Speaker: Massimiliano Pontil  Dept of Computer Science  University College London, UK
Date: 08/10/2010, h. 10.30
Location: DISI  room 322 "sala conferenze"
We study the problem of learning a sparse linear regression vector under additional conditions on the structure of its sparsity pattern. This problem is relevant both in machine, statistics and signal processing. It is well known that a linear regression can benefit from knowledge that the underlying regression vector is sparse. The combinatorial problem of selecting the nonzero components of this vector can be "relaxed" by regularizing the squared error with a convex penalty function like the L1 norm. However, in many applications, additional conditions on the structure of the regression vector and its sparsity pattern are available.

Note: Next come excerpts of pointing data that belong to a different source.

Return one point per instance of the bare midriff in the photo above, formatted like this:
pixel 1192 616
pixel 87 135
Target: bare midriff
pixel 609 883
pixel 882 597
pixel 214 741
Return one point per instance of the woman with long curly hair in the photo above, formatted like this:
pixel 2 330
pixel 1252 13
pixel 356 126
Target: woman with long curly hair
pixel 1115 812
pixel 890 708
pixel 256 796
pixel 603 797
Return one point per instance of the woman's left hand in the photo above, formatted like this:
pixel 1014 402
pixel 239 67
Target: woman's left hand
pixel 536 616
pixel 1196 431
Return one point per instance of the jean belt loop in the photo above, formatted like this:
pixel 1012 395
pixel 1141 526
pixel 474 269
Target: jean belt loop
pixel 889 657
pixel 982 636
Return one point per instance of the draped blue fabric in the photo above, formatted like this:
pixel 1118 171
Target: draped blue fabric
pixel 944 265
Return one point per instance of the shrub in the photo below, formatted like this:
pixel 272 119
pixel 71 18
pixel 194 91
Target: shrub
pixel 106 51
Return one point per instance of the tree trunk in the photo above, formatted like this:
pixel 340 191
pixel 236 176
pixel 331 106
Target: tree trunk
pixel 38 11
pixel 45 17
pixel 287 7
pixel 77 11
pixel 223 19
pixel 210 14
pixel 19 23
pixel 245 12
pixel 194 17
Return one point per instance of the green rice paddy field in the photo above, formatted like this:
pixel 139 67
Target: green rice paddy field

By incorporating this information into the learning method, may lead to a significant decrease of the estimation error. In this talk, we present a family of convex penalty functions, which encode prior knowledge on the structure of the regression vectors by means of a set of linear constraints on the absolute values of its components. This family subsumes the L1 norm and is flexible enough to include different models of sparsity patterns, which are of practical and theoretical importance. We establish the basic properties of these penalty functions and discuss some examples where they can be computed explicitly. Moreover, we present a convergent optimization algorithm for solving regularized least squares with these penalty functions. Numerical simulations highlight the benefit of structured sparsity and the advantage offered by our approach over the Lasso method and other related methods. (Joint work with Charles Micchelli and Jean Morales).